The generated routes will `import` your module directly -- no serialization issues with closed-over encoders.

> For simple, self-contained arrow functions that don't close over external state, you can still pass a function directly:
> ```js
> tokenizer: (text) => text.split(/\s+/).length * 1.3
> ```

</Tab>
<Tab value="Next.js">

```ts title="dualmark.config.ts"
import type { DualmarkNextConfig } from "@dualmark/nextjs";
import tokenizer from "./src/aeo-tokenizer";

export const dualmarkConfig: DualmarkNextConfig = {
  siteUrl: "https://example.com",
  collections: { blog: { converter: "blog", getEntries: () => [] } },
  tokenizer,
};
```

</Tab>
<Tab value="SvelteKit">

```ts title="src/dualmark.config.ts"
import type { DualmarkSvelteKitConfig } from "@dualmark/sveltekit";
import tokenizer from "./aeo-tokenizer";

const config: DualmarkSvelteKitConfig = {
  siteUrl: "https://example.com",
  collections: { blog: { converter: "blog", getEntries: () => [] } },
  tokenizer,
};

export default config;
```

</Tab>
<Tab value="Vercel">

```ts title="middleware.ts"
import { createAEOMiddleware } from "@dualmark/vercel";
import tokenizer from "./src/aeo-tokenizer";

export default createAEOMiddleware({
  upstream: (req) => fetch(req),
  fetchAsset: (url, init) => fetch(url, init),
  tokenizer,
});
```

</Tab>
<Tab value="Cloudflare">

```ts title="src/index.ts"
import { createAEOWorker } from "@dualmark/cloudflare";
import tokenizer from "./aeo-tokenizer";

export default createAEOWorker({
  upstream: { fetch: (req, env, ctx) => env.ASSETS.fetch(req) },
  tokenizer,
});
```

</Tab>
<Tab value="Deno">

```ts title="main.ts"
import { createAEOHandler } from "@dualmark/deno";
import tokenizer from "./aeo-tokenizer.ts";

const handler = createAEOHandler({
  upstream: (req) => new Response("upstream"),
  tokenizer,
});

Deno.serve(handler);
```

</Tab>
</Tabs>

## How it works

The `tokenizer` function is called by `estimateTokens()` in `@dualmark/core`. The returned count is set as the `X-Markdown-Tokens` response header on every markdown response.

```
X-Markdown-Tokens: 1847
```

AI clients use this header for context-window budget planning. With js-tiktoken the count matches the model's actual BPE encoding.

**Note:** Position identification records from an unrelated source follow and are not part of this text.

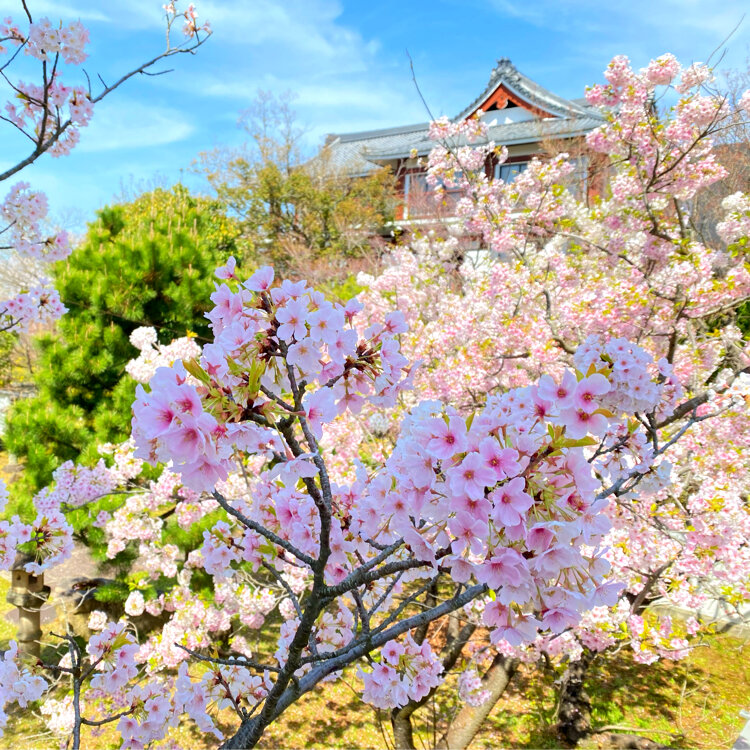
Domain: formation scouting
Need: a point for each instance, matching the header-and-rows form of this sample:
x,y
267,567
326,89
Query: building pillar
x,y
27,593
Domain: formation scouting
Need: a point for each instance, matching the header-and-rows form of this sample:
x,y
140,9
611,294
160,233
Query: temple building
x,y
522,115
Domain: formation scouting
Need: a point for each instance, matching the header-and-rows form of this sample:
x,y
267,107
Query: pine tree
x,y
145,263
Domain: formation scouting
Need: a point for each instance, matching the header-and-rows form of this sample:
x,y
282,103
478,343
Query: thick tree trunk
x,y
403,736
469,719
574,704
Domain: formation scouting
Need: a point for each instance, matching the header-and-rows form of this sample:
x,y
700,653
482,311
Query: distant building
x,y
526,116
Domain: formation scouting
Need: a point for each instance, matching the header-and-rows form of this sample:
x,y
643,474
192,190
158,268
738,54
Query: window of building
x,y
508,172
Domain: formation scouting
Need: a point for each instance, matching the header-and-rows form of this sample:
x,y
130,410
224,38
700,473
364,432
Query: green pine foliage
x,y
145,263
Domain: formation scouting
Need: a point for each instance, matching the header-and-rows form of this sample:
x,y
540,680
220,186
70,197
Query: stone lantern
x,y
27,593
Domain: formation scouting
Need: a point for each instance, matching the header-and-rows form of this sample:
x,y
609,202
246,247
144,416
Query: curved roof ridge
x,y
506,73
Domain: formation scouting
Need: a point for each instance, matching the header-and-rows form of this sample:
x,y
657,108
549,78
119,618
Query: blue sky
x,y
347,62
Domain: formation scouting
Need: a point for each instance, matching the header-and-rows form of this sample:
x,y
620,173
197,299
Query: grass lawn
x,y
690,704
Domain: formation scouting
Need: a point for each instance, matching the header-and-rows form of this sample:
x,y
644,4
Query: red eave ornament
x,y
499,99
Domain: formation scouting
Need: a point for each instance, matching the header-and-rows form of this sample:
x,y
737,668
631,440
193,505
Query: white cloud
x,y
122,124
40,8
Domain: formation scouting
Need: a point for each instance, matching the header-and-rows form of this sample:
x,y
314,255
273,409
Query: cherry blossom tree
x,y
49,113
531,451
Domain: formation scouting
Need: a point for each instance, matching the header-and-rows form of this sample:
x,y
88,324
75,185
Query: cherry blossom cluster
x,y
17,683
24,210
281,336
191,26
45,40
154,355
407,671
471,689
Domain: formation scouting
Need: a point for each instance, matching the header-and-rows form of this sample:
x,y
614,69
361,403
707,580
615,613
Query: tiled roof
x,y
507,74
351,151
359,153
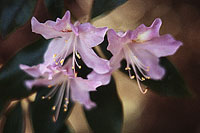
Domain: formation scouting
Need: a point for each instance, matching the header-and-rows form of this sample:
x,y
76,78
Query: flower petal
x,y
160,46
117,40
37,82
58,47
80,91
149,60
45,29
92,60
34,71
143,33
65,24
91,35
103,78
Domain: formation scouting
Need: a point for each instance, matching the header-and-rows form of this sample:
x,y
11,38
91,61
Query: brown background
x,y
148,113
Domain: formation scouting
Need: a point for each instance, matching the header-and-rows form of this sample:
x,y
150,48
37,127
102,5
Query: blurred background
x,y
151,113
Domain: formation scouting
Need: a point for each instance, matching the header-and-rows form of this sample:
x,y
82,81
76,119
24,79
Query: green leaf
x,y
55,7
12,78
172,83
15,120
14,13
107,117
42,113
104,6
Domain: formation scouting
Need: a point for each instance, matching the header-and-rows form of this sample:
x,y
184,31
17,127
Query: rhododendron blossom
x,y
72,38
142,48
62,81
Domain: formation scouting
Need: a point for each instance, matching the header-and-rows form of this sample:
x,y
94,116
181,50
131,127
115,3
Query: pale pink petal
x,y
160,46
37,82
64,24
33,71
149,60
58,47
45,29
115,61
143,33
103,78
117,40
92,60
90,35
80,91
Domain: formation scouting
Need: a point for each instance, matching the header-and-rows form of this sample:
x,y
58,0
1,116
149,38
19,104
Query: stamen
x,y
54,119
54,108
143,78
75,74
132,77
54,55
69,30
61,62
127,68
79,57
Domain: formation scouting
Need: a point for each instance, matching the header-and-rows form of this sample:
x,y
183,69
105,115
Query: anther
x,y
54,108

## Global override (advanced)

For edge cases where you can't pass `tokenizer` through config (e.g. custom middleware), you can set a global default:

```ts
import { setTokenEstimator, resetTokenEstimator } from "@dualmark/core";
import { encodingForModel } from "js-tiktoken";

const enc = encodingForModel("gpt-4o");
setTokenEstimator((text) => enc.encode(text).length);

// Later, to restore the default:
resetTokenEstimator();
```

The inline `tokenizer` option in each adapter config always takes precedence over the global override.

## TokenEstimator type

```ts
type TokenEstimator = (text: string) => number;
```

Any function matching this signature works -- `gpt-tokenizer`, `tiktoken-node`, or a hand-rolled counter.